## Midterm 2013, Q7

ribal_daniel_3H
Posts: 13
Joined: Wed Sep 21, 2016 2:58 pm

### Midterm 2013, Q7

Q7 "Calculate K and dG at 298K for the following redox reaction. Hint: Identify the two half-reactions and show a balanced equation to receive full credit
Mn^2+aq + Br2(l) ----> MnO4^-aq + Br^-(aq)

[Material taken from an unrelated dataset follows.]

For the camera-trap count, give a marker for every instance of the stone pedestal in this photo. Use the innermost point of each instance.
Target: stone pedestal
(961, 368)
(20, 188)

The question gives us the half reactions for MnO4 and Br2 and adds them up, but flips the half reaction for MnO4. How come MnO4 is flipped?

Thomas_Elizabeth_3A
Posts: 11
Joined: Wed Sep 21, 2016 2:57 pm

### Re: Midterm 2013, Q7

Instead of having to deal with flipping the reaction, you could use the method of Ecell=Ecathode-Eanode. With this method you just figure out which half reaction is the anode and which is the cathode. In this problem the Br reaction is the cathode and the MnO4 is the anode, so then you subtract the E values for each (1.07 for Br reaction - 1.49 for MnO4 reaction) and get -0.42 for the Ecell.

ChristineCastanon_1B
Posts: 10
Joined: Wed Sep 21, 2016 2:59 pm

### Re: Midterm 2013, Q7

MnO4 is flipped because it is the half-reduction that is being oxidized. MnO4 is loosing electrons during the reaction, making it the anode and the anode is always negative.

Alexxa_Vasquez_3B
Posts: 11
Joined: Wed Sep 21, 2016 2:58 pm

### Re: Midterm 2013, Q7

^ And with that logic, since we know that the cathode (+) is gaining electrons and the anode is giving electrons, that can help us remember that the cathode is the reduction half reaction and the anode is the oxidation half reaction. :]

ribal_daniel_3H
Posts: 13
Joined: Wed Sep 21, 2016 2:58 pm

### Re: Midterm 2013, Q7

Okay, I think I understand now. With all of the logic provided, I think I will be able to figure it out during the midterm. Thank you all :]

Fayt Sarreal 1G
Posts: 25
Joined: Fri Jul 22, 2016 3:00 am

### Re: Midterm 2013, Q7

Anyone here know if we will need to balance out the hydrogen and oxygen the half reactions for the midterm?